Inland- und Auslandnachfrage hätten sich im Einklang mit anderen europäischen Ländern schwach entwickelt. Das habe insbesondere die Dienstleistungsbranchen belastet, teilte das Staatsekretariat für Wirtschaft (Seco) am Donnerstag mit.
Konkret nahm das Bruttoinlandprodukt (BIP) in der Periode von April bis Juni 2019 gegenüber dem Vorquartal noch um 0,3 Prozent zu, dies nach einem Plus von 0,4 Prozent im ersten Quartal. Dieser Wert lag im Rahmen der Schätzungen von befragten Schweizer Ökonomen, die einen Wert zwischen 0,0 und 0,4 Prozent prognostizierten.
Schweiz in der Rezession?
Der Wert für das erste Quartal wurde allerdings deutlich – nämlich um 0,2 Prozentpunkte – nach unten revidiert, was ebenfalls auf eine klare Verlangsamung des Wachstums in letzter Zeit hindeutet.

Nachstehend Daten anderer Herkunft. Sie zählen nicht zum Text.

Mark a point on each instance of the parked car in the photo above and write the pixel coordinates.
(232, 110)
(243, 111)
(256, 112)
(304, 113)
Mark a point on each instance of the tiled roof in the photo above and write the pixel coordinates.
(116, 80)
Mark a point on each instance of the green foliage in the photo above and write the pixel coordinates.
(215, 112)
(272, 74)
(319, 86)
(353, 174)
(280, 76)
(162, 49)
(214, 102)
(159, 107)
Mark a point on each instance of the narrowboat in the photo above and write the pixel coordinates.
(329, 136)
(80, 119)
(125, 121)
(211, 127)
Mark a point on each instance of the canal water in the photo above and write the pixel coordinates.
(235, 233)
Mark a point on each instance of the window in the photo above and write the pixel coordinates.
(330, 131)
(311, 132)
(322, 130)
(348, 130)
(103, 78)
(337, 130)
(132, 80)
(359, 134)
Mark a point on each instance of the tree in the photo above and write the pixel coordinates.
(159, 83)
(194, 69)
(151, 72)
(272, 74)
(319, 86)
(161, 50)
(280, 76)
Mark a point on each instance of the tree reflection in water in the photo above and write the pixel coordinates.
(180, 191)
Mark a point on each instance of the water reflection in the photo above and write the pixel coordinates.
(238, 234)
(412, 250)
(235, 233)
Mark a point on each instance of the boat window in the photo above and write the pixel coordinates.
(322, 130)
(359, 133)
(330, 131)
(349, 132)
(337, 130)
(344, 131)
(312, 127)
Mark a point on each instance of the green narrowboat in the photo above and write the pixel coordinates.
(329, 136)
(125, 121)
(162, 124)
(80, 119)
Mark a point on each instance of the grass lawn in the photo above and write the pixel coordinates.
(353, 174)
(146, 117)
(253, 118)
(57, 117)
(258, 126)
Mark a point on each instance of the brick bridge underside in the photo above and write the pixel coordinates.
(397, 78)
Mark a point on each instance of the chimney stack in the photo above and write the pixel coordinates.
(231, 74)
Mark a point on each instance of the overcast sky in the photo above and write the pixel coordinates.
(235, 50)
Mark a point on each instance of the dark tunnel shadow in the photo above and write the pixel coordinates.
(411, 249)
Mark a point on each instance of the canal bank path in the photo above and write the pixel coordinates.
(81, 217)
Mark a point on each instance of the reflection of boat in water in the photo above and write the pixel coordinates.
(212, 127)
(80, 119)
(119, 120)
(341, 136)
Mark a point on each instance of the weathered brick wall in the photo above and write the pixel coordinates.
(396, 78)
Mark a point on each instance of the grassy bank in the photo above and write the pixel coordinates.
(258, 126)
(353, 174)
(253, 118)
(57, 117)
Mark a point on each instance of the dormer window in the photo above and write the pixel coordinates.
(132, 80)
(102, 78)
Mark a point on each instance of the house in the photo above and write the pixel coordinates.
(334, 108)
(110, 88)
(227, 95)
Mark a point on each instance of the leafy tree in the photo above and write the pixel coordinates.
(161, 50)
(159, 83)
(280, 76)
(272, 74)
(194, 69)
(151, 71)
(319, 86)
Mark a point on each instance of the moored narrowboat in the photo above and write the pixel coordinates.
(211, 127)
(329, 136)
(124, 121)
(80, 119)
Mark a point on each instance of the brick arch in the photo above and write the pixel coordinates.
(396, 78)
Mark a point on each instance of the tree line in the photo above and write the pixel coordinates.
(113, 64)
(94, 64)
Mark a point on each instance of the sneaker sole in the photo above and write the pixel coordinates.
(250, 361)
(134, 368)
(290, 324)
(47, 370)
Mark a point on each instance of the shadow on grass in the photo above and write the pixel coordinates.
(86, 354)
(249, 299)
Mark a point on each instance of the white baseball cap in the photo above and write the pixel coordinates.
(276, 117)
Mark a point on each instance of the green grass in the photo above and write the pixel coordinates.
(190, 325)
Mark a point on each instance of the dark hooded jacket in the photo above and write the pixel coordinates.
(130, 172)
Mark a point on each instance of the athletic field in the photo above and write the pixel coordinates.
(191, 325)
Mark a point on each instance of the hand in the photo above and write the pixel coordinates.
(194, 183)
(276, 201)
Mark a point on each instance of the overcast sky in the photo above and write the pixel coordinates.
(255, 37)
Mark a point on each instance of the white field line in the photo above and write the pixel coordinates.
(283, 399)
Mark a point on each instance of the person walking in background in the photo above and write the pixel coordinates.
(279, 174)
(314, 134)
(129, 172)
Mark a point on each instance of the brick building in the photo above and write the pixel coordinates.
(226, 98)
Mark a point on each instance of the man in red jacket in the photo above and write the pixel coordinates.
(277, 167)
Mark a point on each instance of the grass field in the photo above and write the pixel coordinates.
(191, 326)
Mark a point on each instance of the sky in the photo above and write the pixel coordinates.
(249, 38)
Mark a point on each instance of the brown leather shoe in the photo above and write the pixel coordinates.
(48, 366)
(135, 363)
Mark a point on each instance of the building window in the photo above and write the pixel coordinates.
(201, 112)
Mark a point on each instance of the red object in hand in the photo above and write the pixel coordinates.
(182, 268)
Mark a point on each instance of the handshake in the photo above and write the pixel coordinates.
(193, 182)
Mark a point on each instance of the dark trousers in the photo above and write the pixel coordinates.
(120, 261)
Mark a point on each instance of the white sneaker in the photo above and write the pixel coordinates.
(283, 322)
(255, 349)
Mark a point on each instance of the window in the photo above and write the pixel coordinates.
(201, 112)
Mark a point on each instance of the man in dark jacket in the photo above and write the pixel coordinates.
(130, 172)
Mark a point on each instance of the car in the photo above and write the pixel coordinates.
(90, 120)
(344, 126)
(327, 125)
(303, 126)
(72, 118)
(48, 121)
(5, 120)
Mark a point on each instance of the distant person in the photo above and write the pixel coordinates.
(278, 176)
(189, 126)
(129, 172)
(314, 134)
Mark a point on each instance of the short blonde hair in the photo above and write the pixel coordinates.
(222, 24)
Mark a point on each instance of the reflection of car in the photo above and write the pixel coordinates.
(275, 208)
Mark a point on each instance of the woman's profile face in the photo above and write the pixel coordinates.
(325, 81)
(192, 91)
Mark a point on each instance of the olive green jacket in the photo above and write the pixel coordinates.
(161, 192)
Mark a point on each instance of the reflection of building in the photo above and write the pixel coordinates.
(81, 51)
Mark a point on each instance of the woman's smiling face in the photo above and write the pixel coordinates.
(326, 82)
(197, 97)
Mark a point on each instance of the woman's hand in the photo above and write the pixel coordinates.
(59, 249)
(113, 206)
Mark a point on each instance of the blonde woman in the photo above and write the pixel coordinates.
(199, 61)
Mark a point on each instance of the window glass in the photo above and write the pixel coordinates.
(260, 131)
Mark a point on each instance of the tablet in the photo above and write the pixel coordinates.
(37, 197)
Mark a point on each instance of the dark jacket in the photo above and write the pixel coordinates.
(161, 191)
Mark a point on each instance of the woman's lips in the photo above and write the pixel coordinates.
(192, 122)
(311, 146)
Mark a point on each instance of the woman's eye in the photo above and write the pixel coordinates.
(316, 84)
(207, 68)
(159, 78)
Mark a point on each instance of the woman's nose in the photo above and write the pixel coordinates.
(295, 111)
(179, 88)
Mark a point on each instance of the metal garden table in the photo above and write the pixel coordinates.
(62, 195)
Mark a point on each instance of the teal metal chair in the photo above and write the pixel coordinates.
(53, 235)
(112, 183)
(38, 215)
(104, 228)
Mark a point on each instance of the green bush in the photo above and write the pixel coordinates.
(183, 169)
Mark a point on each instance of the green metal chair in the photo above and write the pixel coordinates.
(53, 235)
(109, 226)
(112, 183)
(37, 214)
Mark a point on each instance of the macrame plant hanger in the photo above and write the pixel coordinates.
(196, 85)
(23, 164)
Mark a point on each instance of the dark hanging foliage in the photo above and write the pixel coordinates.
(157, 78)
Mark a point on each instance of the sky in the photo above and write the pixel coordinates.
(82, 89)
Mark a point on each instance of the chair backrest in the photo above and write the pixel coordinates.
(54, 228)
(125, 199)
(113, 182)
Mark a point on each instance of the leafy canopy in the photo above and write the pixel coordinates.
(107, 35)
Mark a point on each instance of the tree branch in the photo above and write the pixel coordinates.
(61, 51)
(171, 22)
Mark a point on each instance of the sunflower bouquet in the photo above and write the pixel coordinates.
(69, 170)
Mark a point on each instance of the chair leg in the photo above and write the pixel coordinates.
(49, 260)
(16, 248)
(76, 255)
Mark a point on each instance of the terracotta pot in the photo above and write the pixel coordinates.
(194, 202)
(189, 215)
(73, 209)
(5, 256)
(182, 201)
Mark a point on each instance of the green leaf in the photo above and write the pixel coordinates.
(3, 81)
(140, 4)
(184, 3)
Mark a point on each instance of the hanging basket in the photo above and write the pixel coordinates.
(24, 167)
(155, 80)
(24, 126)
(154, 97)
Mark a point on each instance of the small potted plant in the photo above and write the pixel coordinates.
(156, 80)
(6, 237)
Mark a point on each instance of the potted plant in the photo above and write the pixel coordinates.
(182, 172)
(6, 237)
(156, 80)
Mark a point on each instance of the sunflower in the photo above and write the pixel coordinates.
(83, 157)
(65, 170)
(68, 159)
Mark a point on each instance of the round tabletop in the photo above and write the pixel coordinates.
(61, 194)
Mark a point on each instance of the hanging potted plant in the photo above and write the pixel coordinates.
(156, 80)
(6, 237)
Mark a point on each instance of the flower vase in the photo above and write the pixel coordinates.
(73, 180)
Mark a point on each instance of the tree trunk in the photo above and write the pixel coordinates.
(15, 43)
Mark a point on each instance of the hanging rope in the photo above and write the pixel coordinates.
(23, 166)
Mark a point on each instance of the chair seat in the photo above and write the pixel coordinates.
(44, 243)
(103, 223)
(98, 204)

Abwärtsrevisionen gab es aber auch für noch frühere Werte, wobei es zu einer Überraschung kommt. Gemäss den Seco-Zahlen befand sich die Schweiz im zweiten Halbjahr 2018 in einer sogenannten technischen Rezession, da die BIP-Wachstumsraten zwei Quartale in Folge ein negatives Zeichen aufwiesen – das dritte Quartal 2018 mit -0,3 Prozent und das vierte Quartal mit -0,1 Prozent.
ZKB Schweiz Chefökonom David Marmet gibt sich diesbezüglich allerdings skeptisch. Weitere veröffentlichte Indikatoren würden für diesen Zeitraum ein anderes konjunkturelles Bild zeichnen, meinte er gegenüber der Nachrichtenagentur AWP.
Industrie überraschend stark
Überraschungen gab es allerdings auch im Berichtsquartal – und zwar in Bezug auf die BIP-Komponenten. So hielt sich das verarbeitende Gewerbe – also die klassische Industrie – entgegen den Erwartungen mit einem Wachstum von 1,3 Prozent gut. Insbesondere seien die Umsätze und die Exporte der Chemie-Pharma angestiegen, heisst es in der Mitteilung des Seco.
Der starke Einbruch der Auftragseingänge in der Schweizer MEM-Industrie im zweiten Quartal sowie die Schwäche in der Industrie Deutschlands, des wichtigsten Schweizer Handelspartners, haben sich offenbar noch nicht allzu stark auf die hiesige Konjunktur ausgewirkt bzw. wurden durch andere Bereiche noch kompensiert.
Dafür büssten im zweiten Quartal bedeutende Dienstleistungsbranchen – gebremst durch die insgesamt schwache Binnennachfrage und durch leicht rückläufige Dienstleistungsexporte – an Dynamik ein. Die Wertschöpfung des Handels (-0,3%) etwa ging laut Seco nach einem positiven Jahresauftakt wieder zurück.
Ausrüstungsinvestitionen schwach
Einen recht deutlichen Einbruch verbuchten schliesslich auch die Ausrüstungsinvestitionen (-1,0%). Insbesondere wurde erneut weniger in Maschinen investiert. Das unsichere Umfeld laste auf der Investitionstätigkeit der Unternehmen, so das Seco. Gestützt durch Ausgaben für Gesundheit sowie für Wohnen und Energie wuchs hingegen der private Konsum (+0,3%) weiterhin. Und überraschend hohe Expansionsraten zeigten etwa auch das Gastgewerbe (+2,6%) und die Finanzbranche (+0,7%).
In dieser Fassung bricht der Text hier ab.